Magda++ also brings traditional ML models into the same workflow, treating a trained model as another view of the data. Such models can expose hundreds of dimensions that are hard to steer by hand, so an agent helps translate high-level concepts — for example, a stronger La Niña — into the concrete model inputs they map to, such as higher rainfall and temperature, and interpret the results back into terms a researcher can reason about. Research organisations interested in Magda++ can get in touch.

These deployments shaped Magda’s evolution and validated its capabilities in real-world, mission-critical environments.

Want to get it running yourself?

Install Magda with Helm (use minikube for a local test cluster). To evaluate Magda locally with the published chart — no repository checkout or image builds required — follow the Running Magda on Minikube guide. The example below shows the shape of the command:

# create a namespace "magda" in your cluster
kubectl create namespace magda

# install the latest Magda release to namespace "magda", turn off openfaas function and expose the service via loadBalancer
# (Helm installs the latest stable version by default; add --version <x.y.z> to pin a specific release)
helm upgrade --namespace magda --install --timeout 9999s --set magda-core.gateway.service.type=LoadBalancer magda oci://ghcr.io/magda-io/charts/magda

Since v2, we release our helm charts to Github container registry: oci://ghcr.io/magda-io/charts

You can find out the load balancer IP and access it:

echo $(kubectl get svc --namespace magda gateway --template "{{ range (index .status.loadBalancer.ingress 0) }}{{ . }}{{ end }}")

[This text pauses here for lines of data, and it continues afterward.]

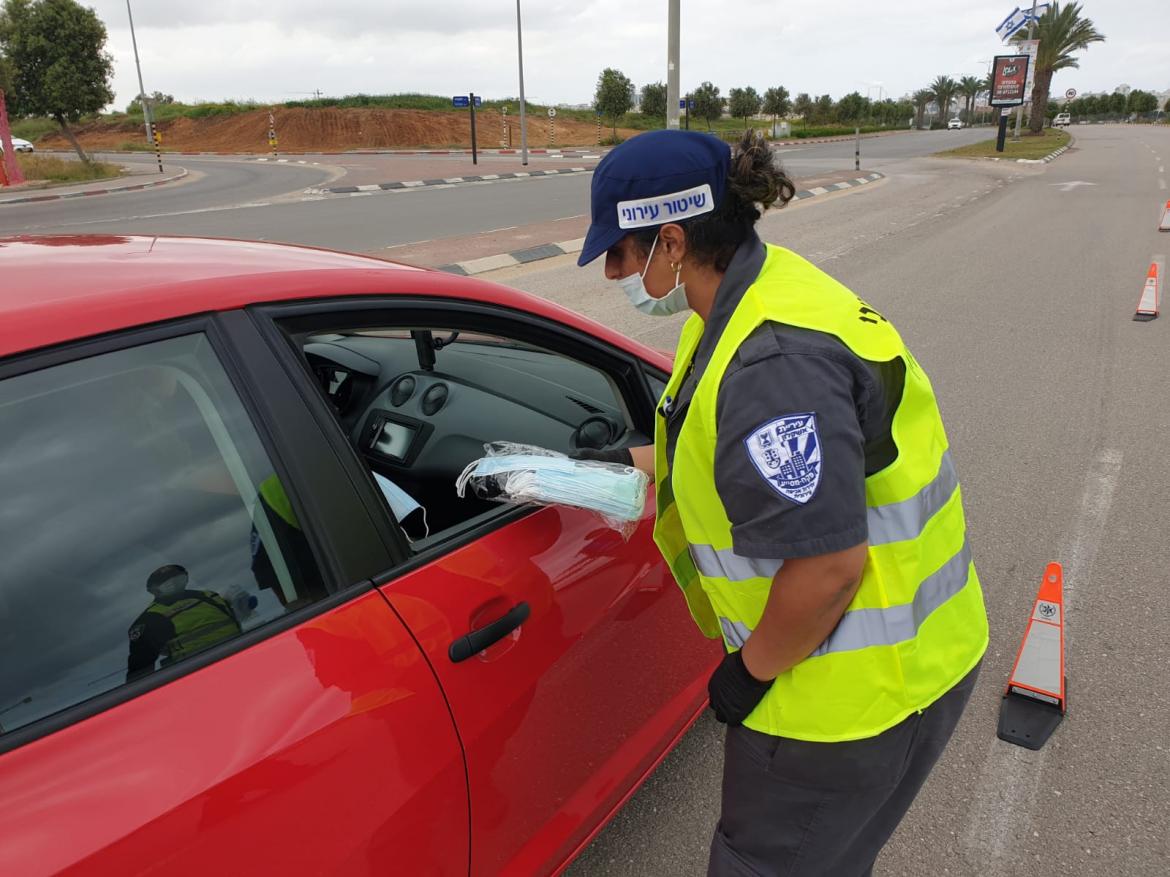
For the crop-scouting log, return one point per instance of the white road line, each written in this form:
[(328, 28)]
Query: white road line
[(1011, 777)]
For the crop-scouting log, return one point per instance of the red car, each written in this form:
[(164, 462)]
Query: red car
[(233, 644)]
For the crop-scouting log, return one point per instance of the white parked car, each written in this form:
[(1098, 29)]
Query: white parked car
[(19, 145)]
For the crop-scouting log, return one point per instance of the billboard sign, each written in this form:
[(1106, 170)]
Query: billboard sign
[(1009, 80)]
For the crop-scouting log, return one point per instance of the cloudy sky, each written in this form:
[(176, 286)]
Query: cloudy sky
[(283, 49)]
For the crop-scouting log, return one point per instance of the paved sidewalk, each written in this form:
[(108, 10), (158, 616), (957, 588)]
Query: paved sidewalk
[(137, 178)]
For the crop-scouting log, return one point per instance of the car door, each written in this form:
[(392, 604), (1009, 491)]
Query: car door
[(283, 720), (594, 668)]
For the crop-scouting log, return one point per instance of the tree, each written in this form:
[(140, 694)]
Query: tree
[(743, 103), (921, 98), (60, 68), (654, 99), (852, 108), (943, 89), (803, 105), (823, 109), (970, 87), (708, 103), (1061, 32), (614, 96), (776, 102)]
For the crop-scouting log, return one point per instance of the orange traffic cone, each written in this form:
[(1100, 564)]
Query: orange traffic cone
[(1148, 304), (1034, 699)]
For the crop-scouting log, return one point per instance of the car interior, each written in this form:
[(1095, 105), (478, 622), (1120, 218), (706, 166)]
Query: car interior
[(419, 405)]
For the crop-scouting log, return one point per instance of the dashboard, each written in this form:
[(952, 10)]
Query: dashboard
[(420, 427)]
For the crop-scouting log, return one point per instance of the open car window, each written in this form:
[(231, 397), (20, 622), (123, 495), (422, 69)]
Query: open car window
[(419, 404)]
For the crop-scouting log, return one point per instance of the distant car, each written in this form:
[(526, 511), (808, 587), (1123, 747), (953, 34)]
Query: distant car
[(19, 145)]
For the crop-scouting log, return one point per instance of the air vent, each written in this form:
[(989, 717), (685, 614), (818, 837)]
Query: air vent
[(586, 406), (434, 399), (401, 391)]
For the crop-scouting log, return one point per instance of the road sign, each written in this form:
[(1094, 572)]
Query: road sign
[(1009, 80)]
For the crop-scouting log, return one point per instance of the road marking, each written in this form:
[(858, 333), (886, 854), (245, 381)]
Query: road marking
[(1011, 777)]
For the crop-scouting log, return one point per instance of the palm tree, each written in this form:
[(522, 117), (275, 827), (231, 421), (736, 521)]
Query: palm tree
[(921, 98), (970, 88), (943, 89), (1061, 30)]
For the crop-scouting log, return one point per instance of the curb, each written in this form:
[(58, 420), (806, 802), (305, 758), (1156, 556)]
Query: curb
[(445, 181), (569, 248), (87, 193), (1046, 159)]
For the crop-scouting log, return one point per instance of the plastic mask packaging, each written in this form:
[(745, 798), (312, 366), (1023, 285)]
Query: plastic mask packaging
[(522, 474)]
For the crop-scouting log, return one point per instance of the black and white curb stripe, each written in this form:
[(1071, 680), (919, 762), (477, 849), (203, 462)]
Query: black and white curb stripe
[(440, 181), (87, 193), (1046, 159), (571, 248)]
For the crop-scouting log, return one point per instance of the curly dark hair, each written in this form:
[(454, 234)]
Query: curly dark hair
[(756, 183)]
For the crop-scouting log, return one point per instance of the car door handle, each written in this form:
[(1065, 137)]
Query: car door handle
[(480, 639)]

If you are interested in playing more, you might find useful docs from here. Particularly:

Running Magda on Minikube — evaluate Magda locally with the published chart, no build required
End-to-End Full Cluster Deployment Test — a contributor-focused runbook for verifying a release end-to-end (purge, fresh install, health checks, authenticated round trips)
Magda Charts Docs Index
How to create a local testing user
How to set a user as admin user

You might also want to have a look at this tutorial repo:

https://github.com/magda-io/magda-brown-bag

Or find out more on: https://magda.io/docs/building-and-running if you are interested in the development or play with the code.

Want to build your connectors / minions?

You can extend Magda’s functionality by building your own customised connectors / minions.

Want to build your authentication plugins?

You can add support to different authorization servers / identity providers or customise the user on-boarding process by building your own customised authentication plugins.